The answer is “Perhaps”
The ACA-driven expansion in Medicaid will indeed provide better access. But is we add 45 to 50 million people to our health care system, and manage it the way we always have – that is procedural based with very little consideration given to quality – we will sink.
Hospitals are looking forward to the Medicaid expansion as there will be less un-reimbursed care; but the key is that quality must also increase or the increased funding will not cover the additional care (2). The mantra of some governors that increasing Medicaid will break their budgets is most likely an exaggeration (3).
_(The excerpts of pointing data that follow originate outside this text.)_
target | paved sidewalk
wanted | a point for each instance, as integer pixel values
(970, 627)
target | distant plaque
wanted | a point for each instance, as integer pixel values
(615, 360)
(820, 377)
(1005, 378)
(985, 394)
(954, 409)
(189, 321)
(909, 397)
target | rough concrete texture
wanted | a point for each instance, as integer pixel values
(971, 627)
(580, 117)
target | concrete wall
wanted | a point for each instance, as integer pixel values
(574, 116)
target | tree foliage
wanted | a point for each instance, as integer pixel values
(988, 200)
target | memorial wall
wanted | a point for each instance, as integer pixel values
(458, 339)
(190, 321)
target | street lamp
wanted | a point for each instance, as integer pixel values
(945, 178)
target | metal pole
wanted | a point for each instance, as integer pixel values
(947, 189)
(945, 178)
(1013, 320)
This is the / a key to expansion. We provide a great deal of care, not all of which is needed or high quality.
Access and better quality care would likely have saved my patient’s life back the The County. At least there is a chance of a better outcome. Admittedly the ACA has many imperfections, but with the status quo, we are doomed.
The issue of quality and what it might actually mean will be the topic on my next piece.
1. http://www.dailykos.com/story/2011/05/18/977178/-Disappearing-Emergency-Rooms-Expose-GOP-Health-Care-Farce accessed 17 March, 2013
2. http://www.washingtonpost.com/blogs/wonkblog/wp/2012/07/03/why-hospitals-heart-the-medicaid-expansion-in-one-chart/ accessed 17 March, 2013
3. http://www.washingtonpost.com/blogs/wonkblog/wp/2012/07/03/the-truth-about-medicaids-cost-to-states-in-three-charts/ accessed 17 March, 2013
Powered by Qumana
Are there any quality of care guidelines or recommendations on procedures (i.e. when certain procedures may or may not be necessary; I mean this is respect to reducing unnecessary although relevant procedures) that all healthcare institutions must follow? Is each institution responsible for determining it’s own guidelines for care?
I am not precisely clear as to the question yo are asking. There are generally accepted quality of care issues. For example, hospital acquired infections: ventilator associated pneumonia, central line associated blood stream infections, catheter associated urinary tract infections, Clostridium difficile associated diarrhea (CDAD). Others are related to process, such as Patient / Family Communication in the Intensive Care Unit. And there are others.
Is this the question ?
Or is it “From where do these quality metrics come ?” And the answer to that is from CMS (the Federal Centers for Medicare and Medicaid Services), The Joint Commission, The Institute for Health Care Improvement, and so forth.
Let me know if this answers your query.